I’m sure the refining costs of diesel are much cheaper, I don’t know this for a fact as I’m no petrochemicalist but it’s surely easier to crack diesel out of oil than petrol.
Nope, both come in at one end, go up the crude column, go through various other columns depending onthe crude used (bent, texas sweet, etc etc etc) then get sent off for various prcoesses. As a guide the heavier the material (diesels, fuel oils, etc, being heavy, petrol, LPG, LNG being light) the more energy it takes to process it through a hydrocracker (which turns one hydrocarbon into another at really high temperatures and pressures) or hydrotreatment (same principal, but lower temp/pressure just cleans the sulphur from the hydrocarbon rather than cracking it completely).
20+ years ago there could have been almost no hydrotreatment (it’s a process that mainly removed sulphur), but in the last 20 years diesel has required more and more processing to get to the point where it’s almost as clean as petrol, thus it now costs more.
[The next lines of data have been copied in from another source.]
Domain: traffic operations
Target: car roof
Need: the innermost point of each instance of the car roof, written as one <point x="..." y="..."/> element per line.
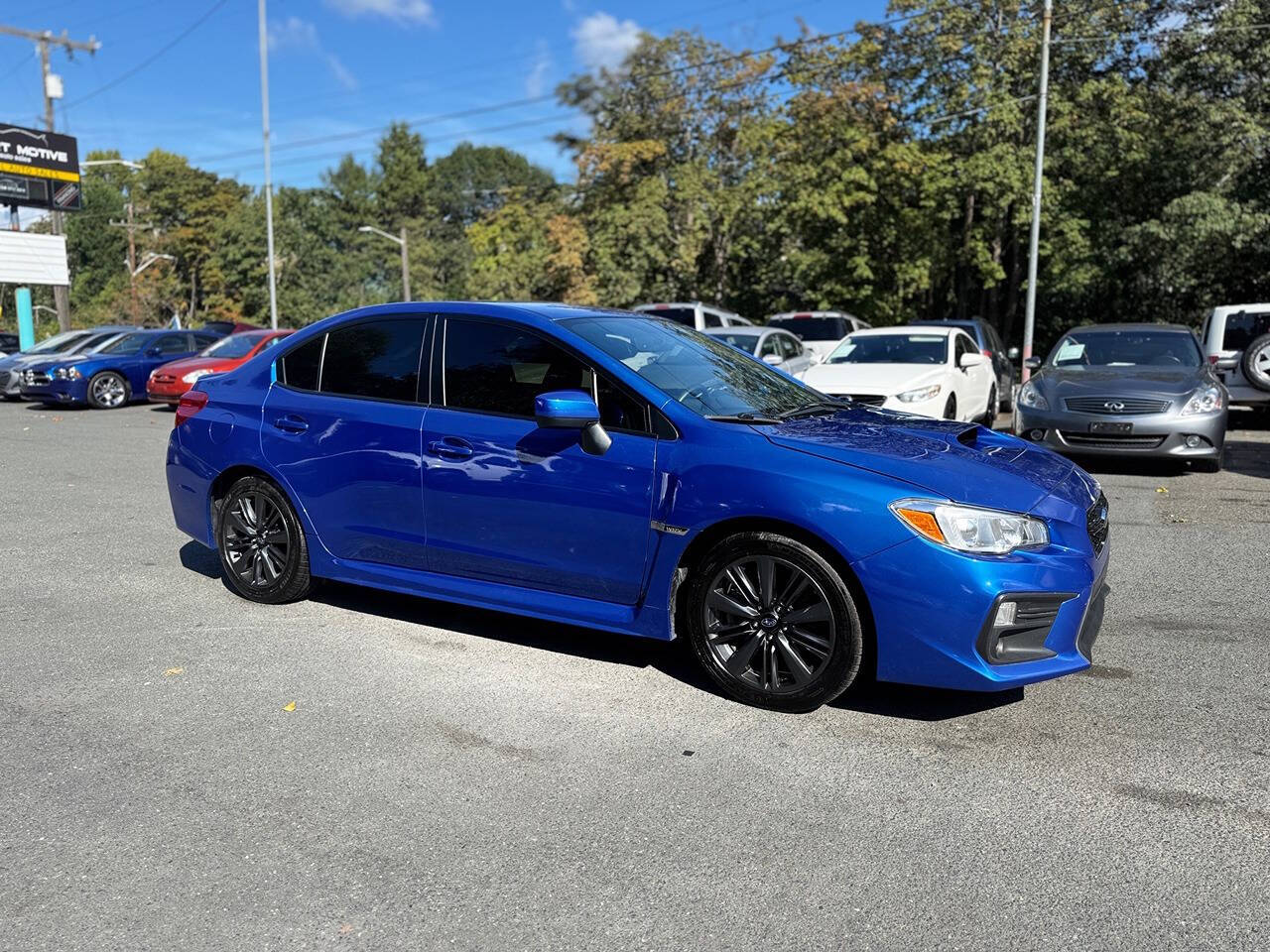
<point x="903" y="329"/>
<point x="1139" y="325"/>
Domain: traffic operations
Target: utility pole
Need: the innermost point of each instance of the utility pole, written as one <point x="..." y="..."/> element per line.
<point x="1030" y="313"/>
<point x="44" y="40"/>
<point x="268" y="184"/>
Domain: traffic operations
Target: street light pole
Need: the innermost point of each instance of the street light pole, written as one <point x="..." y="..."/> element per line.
<point x="405" y="254"/>
<point x="268" y="182"/>
<point x="1030" y="312"/>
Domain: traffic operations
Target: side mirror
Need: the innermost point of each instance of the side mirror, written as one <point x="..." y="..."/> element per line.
<point x="572" y="411"/>
<point x="971" y="359"/>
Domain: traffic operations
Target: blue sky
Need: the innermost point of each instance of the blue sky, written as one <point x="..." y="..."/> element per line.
<point x="339" y="67"/>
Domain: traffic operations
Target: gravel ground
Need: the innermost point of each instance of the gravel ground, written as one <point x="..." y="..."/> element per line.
<point x="454" y="778"/>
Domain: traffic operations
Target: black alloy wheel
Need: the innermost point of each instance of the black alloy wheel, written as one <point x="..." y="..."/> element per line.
<point x="772" y="624"/>
<point x="262" y="544"/>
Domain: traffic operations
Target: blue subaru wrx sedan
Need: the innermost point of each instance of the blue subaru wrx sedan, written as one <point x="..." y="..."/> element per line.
<point x="625" y="472"/>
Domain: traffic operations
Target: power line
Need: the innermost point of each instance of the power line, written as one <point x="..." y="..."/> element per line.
<point x="154" y="56"/>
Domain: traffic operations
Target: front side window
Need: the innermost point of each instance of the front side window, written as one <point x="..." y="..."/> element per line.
<point x="499" y="370"/>
<point x="698" y="371"/>
<point x="1242" y="329"/>
<point x="1125" y="348"/>
<point x="377" y="359"/>
<point x="892" y="348"/>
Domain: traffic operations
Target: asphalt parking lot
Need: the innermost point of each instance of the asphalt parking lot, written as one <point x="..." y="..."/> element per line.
<point x="466" y="779"/>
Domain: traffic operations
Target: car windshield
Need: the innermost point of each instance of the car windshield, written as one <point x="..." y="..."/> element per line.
<point x="231" y="347"/>
<point x="127" y="344"/>
<point x="59" y="341"/>
<point x="1125" y="348"/>
<point x="892" y="348"/>
<point x="699" y="372"/>
<point x="742" y="341"/>
<point x="813" y="327"/>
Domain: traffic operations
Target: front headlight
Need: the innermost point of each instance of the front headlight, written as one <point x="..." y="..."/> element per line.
<point x="1206" y="400"/>
<point x="916" y="397"/>
<point x="1030" y="397"/>
<point x="969" y="529"/>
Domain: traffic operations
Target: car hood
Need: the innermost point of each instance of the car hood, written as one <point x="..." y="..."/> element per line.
<point x="873" y="377"/>
<point x="1120" y="381"/>
<point x="199" y="363"/>
<point x="957" y="461"/>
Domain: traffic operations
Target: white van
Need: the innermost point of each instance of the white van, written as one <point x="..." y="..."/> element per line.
<point x="1236" y="340"/>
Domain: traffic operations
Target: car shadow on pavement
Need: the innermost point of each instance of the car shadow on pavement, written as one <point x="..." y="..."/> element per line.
<point x="671" y="657"/>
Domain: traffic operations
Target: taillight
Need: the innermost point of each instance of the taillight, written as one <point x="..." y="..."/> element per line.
<point x="190" y="404"/>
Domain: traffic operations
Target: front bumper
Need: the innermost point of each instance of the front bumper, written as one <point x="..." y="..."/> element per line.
<point x="58" y="391"/>
<point x="1152" y="435"/>
<point x="934" y="608"/>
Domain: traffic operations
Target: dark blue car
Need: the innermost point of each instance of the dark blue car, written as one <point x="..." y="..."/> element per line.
<point x="627" y="474"/>
<point x="114" y="375"/>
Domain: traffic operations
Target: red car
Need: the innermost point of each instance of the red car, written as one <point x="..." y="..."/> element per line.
<point x="168" y="384"/>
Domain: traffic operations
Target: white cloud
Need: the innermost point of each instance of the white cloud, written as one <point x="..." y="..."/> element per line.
<point x="420" y="12"/>
<point x="295" y="33"/>
<point x="601" y="41"/>
<point x="536" y="79"/>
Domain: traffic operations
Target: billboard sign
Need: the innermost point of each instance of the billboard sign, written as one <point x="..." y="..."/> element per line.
<point x="40" y="169"/>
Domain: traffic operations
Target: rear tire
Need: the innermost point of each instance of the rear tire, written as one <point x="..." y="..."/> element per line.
<point x="772" y="624"/>
<point x="108" y="390"/>
<point x="262" y="544"/>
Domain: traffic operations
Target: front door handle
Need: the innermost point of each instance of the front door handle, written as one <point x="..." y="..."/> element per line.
<point x="290" y="422"/>
<point x="451" y="448"/>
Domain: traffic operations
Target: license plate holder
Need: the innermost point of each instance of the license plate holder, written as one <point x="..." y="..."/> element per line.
<point x="1110" y="426"/>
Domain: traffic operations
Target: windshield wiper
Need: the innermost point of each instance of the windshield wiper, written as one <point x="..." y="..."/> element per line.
<point x="816" y="409"/>
<point x="742" y="417"/>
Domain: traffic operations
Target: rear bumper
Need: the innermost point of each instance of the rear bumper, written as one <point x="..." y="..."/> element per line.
<point x="1155" y="435"/>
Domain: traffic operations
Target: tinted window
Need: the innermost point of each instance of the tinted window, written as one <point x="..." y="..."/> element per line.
<point x="1242" y="329"/>
<point x="376" y="359"/>
<point x="299" y="368"/>
<point x="499" y="370"/>
<point x="1127" y="348"/>
<point x="815" y="327"/>
<point x="892" y="348"/>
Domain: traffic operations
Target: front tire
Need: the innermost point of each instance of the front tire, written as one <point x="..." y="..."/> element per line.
<point x="262" y="544"/>
<point x="108" y="390"/>
<point x="772" y="624"/>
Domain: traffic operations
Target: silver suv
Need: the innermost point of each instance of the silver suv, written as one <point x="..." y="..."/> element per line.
<point x="1236" y="340"/>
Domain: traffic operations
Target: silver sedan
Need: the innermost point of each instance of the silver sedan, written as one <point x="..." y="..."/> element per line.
<point x="1125" y="390"/>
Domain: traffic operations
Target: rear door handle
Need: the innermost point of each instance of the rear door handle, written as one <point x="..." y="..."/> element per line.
<point x="451" y="448"/>
<point x="290" y="422"/>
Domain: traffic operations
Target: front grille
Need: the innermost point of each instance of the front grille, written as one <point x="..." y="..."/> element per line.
<point x="1116" y="407"/>
<point x="1097" y="524"/>
<point x="1127" y="440"/>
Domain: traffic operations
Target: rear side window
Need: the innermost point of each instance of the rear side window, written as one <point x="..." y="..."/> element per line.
<point x="300" y="367"/>
<point x="376" y="359"/>
<point x="499" y="370"/>
<point x="1243" y="327"/>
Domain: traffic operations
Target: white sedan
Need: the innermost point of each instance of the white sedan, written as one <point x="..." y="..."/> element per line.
<point x="926" y="371"/>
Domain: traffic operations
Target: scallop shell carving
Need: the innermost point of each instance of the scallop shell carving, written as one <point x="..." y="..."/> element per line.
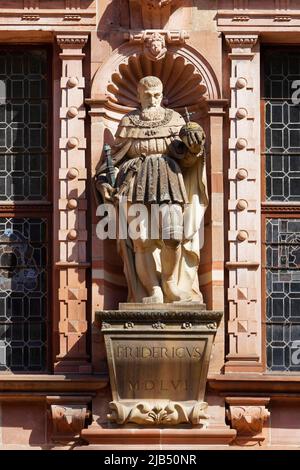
<point x="183" y="85"/>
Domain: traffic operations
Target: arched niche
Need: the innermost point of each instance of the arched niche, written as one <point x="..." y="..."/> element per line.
<point x="189" y="81"/>
<point x="187" y="77"/>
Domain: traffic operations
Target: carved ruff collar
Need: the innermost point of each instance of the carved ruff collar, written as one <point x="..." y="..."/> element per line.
<point x="135" y="118"/>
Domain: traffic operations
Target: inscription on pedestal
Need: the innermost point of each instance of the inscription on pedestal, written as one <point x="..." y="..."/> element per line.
<point x="168" y="368"/>
<point x="158" y="362"/>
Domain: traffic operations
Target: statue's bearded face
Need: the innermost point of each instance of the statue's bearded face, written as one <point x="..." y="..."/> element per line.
<point x="150" y="97"/>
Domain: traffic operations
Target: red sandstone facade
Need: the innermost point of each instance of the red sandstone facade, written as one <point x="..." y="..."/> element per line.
<point x="213" y="66"/>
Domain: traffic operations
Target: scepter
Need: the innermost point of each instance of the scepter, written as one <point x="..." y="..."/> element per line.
<point x="110" y="169"/>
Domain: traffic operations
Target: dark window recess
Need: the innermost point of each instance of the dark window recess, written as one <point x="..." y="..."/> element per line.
<point x="24" y="241"/>
<point x="281" y="165"/>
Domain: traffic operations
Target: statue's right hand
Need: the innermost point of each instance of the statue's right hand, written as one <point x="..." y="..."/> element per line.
<point x="106" y="191"/>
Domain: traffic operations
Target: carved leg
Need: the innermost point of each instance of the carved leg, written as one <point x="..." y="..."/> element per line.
<point x="170" y="259"/>
<point x="146" y="271"/>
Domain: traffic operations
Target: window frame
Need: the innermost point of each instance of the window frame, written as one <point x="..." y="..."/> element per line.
<point x="42" y="208"/>
<point x="270" y="209"/>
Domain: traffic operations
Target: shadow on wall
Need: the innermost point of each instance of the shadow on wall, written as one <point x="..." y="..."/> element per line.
<point x="109" y="272"/>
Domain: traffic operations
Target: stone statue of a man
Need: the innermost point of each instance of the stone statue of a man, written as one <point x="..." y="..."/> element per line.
<point x="159" y="159"/>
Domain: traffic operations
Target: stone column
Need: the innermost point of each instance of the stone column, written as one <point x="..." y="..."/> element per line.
<point x="244" y="292"/>
<point x="72" y="265"/>
<point x="213" y="252"/>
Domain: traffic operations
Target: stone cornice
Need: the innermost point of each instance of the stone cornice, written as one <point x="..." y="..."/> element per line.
<point x="166" y="316"/>
<point x="241" y="41"/>
<point x="71" y="41"/>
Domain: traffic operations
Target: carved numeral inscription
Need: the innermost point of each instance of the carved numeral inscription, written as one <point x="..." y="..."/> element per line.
<point x="163" y="368"/>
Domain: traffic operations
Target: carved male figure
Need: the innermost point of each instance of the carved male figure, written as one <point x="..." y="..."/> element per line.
<point x="159" y="159"/>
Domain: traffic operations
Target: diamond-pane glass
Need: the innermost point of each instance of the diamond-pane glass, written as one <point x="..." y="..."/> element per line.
<point x="282" y="126"/>
<point x="23" y="125"/>
<point x="23" y="294"/>
<point x="283" y="294"/>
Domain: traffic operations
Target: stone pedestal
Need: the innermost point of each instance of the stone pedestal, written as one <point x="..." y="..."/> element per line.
<point x="158" y="361"/>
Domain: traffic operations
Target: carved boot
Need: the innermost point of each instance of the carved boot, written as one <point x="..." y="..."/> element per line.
<point x="157" y="297"/>
<point x="173" y="293"/>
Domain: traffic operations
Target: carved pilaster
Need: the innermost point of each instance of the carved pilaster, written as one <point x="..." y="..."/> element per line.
<point x="248" y="417"/>
<point x="244" y="202"/>
<point x="68" y="416"/>
<point x="72" y="236"/>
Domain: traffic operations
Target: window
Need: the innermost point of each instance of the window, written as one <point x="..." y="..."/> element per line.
<point x="25" y="208"/>
<point x="281" y="208"/>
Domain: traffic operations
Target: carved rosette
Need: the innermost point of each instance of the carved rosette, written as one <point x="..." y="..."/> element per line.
<point x="159" y="413"/>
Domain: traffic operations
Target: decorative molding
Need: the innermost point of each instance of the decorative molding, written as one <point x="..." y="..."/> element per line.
<point x="70" y="41"/>
<point x="72" y="18"/>
<point x="243" y="204"/>
<point x="247" y="416"/>
<point x="154" y="4"/>
<point x="31" y="4"/>
<point x="155" y="43"/>
<point x="235" y="41"/>
<point x="30" y="17"/>
<point x="161" y="316"/>
<point x="159" y="413"/>
<point x="68" y="417"/>
<point x="72" y="4"/>
<point x="72" y="232"/>
<point x="282" y="18"/>
<point x="155" y="13"/>
<point x="241" y="18"/>
<point x="158" y="326"/>
<point x="171" y="37"/>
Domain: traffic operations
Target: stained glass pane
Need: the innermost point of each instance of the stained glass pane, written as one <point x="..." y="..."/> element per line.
<point x="23" y="125"/>
<point x="282" y="126"/>
<point x="283" y="294"/>
<point x="23" y="294"/>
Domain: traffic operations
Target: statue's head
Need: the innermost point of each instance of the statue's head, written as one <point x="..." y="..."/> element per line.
<point x="150" y="92"/>
<point x="155" y="44"/>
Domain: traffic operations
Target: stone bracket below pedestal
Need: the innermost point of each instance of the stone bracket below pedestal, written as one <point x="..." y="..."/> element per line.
<point x="159" y="412"/>
<point x="248" y="415"/>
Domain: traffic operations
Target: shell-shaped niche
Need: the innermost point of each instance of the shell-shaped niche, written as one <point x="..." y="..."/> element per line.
<point x="183" y="84"/>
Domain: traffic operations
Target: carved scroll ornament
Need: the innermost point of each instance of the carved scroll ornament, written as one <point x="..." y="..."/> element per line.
<point x="247" y="420"/>
<point x="159" y="413"/>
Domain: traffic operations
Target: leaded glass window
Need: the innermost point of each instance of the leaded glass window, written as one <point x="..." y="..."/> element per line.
<point x="25" y="210"/>
<point x="23" y="125"/>
<point x="23" y="293"/>
<point x="283" y="293"/>
<point x="281" y="209"/>
<point x="282" y="127"/>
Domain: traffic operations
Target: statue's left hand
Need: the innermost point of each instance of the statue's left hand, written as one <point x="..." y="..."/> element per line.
<point x="193" y="137"/>
<point x="193" y="140"/>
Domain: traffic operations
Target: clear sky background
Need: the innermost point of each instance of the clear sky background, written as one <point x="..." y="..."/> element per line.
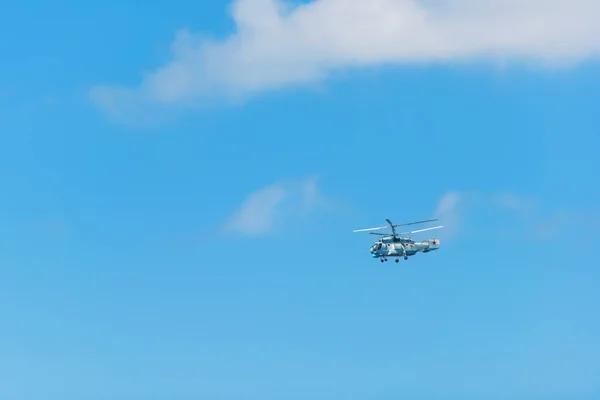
<point x="179" y="182"/>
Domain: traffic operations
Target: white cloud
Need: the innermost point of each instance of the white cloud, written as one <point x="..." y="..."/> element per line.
<point x="448" y="211"/>
<point x="277" y="44"/>
<point x="523" y="214"/>
<point x="280" y="204"/>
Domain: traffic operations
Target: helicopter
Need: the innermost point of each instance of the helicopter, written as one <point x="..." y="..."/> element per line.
<point x="398" y="244"/>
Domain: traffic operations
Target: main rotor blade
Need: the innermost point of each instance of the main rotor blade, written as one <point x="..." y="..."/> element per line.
<point x="417" y="222"/>
<point x="371" y="229"/>
<point x="423" y="230"/>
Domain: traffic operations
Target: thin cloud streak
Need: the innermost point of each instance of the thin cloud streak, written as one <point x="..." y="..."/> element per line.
<point x="269" y="208"/>
<point x="279" y="44"/>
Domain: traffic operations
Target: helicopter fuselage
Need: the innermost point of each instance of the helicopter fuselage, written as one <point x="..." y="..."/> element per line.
<point x="402" y="247"/>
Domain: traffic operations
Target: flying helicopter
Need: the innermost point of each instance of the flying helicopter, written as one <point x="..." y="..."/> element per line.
<point x="398" y="244"/>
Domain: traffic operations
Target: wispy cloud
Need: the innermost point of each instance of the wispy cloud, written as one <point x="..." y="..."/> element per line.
<point x="270" y="208"/>
<point x="278" y="44"/>
<point x="456" y="207"/>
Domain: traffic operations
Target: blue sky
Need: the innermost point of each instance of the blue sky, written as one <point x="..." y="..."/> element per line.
<point x="190" y="235"/>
The next big change (IME) will probably be the imposition of the same standards on fuel oils usualy used in ships. As builing a treater to clean fuel oil is prohibitively expensive (it’s used in ships because its cheep, its cheep because theres no other market for it). Ships will use more and more diesel, pushing its price up further, some of the fuel oil will obviously be cracked for diesel, but this is another processing stage and pushes its cost up.